What you need to know about breast cancer screening
Breast cancer is the most commonly diagnosed cancer in women in the U.S, affecting 1 in 8 women at some point in their lives. However, breast cancer deaths have decreased by 43% in the past few decades.
That decline is due in part to an increase in screening and improvements in screening techniques. There’s plenty of research to support the fact that regular breast cancer screening saves lives by detecting cancer at its earliest — and most treatable — stage.
The key? Knowing what you need and when.
Understanding the latest breast cancer screening guidelines
If you feel like the recommendations for when you need a mammogram keep changing, you’re right. Much depends on which organization’s guidelines you’re looking at.
“There are different recommendations from different societies as well as the United States Preventive Services Task Force (USPSTF), and that can be very confusing for patients,” says Hannah Milch, MD, a diagnostic radiologist at UCLA Health. “Ultimately, it’s a decision a woman should make in consultation with her doctor — taking into account her age, family history and other risk factors.”
The new recommendations from USPSTF call for mammograms every other year for women between the ages of 40 and 74. (That group’s previous guidelines recommended starting mammograms at 50 years old). But other groups, including the American College of Radiology (ACR) and Society of Breast Imaging (SBI), take those guidelines one step further — recommending mammograms every year for women ages 40 and older.
“At UCLA Health, we follow SBI/ACR guidelines recommending annual screening mammography starting at age 40, because evidence demonstrates this saves the most lives from breast cancer,” says Dr. Milch.
For women who fall into high-risk categories, the recommendations are different. The ACR recommends annual mammograms beginning as early as age 25. And if supplemental screening is necessary, they recommend breast MRI. “Talk to your doctor and be sure they know any family history of breast cancer or other risk factors you may have,” says Cheryce Poon Fischer, MD, a diagnostic radiologist at UCLA Health. “Together you can decide when you need to start screening, what type of screening you need and how often.”
What to expect during a mammogram
When doing an annual mammogram, schedule it for about the same time each year so your doctor can easily compare images from year to year. If your previous mammogram was done at a different facility, be sure to have those images sent over to your new hospital. You can also request copies of your previous screening scans and bring them with you to your mammogram appointment.

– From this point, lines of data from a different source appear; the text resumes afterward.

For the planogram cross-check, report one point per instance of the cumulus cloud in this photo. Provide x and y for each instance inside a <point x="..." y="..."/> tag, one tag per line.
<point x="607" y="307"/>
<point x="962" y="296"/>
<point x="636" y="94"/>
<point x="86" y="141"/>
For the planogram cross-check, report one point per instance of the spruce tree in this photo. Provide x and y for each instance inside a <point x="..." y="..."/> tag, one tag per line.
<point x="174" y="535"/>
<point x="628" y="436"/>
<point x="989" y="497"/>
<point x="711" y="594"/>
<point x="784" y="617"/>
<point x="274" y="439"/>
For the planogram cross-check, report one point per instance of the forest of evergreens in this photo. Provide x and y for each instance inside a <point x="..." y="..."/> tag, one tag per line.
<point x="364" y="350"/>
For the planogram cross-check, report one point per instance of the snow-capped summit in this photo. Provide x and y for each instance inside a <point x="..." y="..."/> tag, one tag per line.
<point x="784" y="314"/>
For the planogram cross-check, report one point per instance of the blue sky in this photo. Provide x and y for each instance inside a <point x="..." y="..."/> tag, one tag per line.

During your mammogram, the technician will take a series of X-ray images of each breast. “At UCLA Health, we use digital breast tomosynthesis — also called 3D mammography — to get the clearest images of the breasts,” says Dr. Fischer. This type of screening test is becoming the standard of care because it produces more accurate images, and creates fewer false positive results than the traditional 2D mammogram.
Why you might need additional screening
Hearing that you need further testing after a radiologist looks at your mammogram images can be frightening. But it does not necessarily mean that you have breast cancer.
“If the radiologist wants to take a closer look at a particular area, they may call you back for additional imaging after your mammogram,” says Dr. Milch. “If this happens, it’s important to remember that many women are called back, and most often the results are normal.”
Depending on your specific needs, your doctor may want to perform a follow-up mammogram and/or a breast ultrasound or breast MRI. Follow-up testing might be necessary for women with dense breasts because the density of the tissue can make mammogram images harder to read.
The U.S. Food and Drug Administration recently began requiring mammogram facilities to inform women about the density of their breasts when relaying those screening results. “If you have dense breasts, we recommend you talk to your doctor to assess your risk and decide if you need a breast ultrasound in addition to your annual mammogram,” says Dr. Fischer.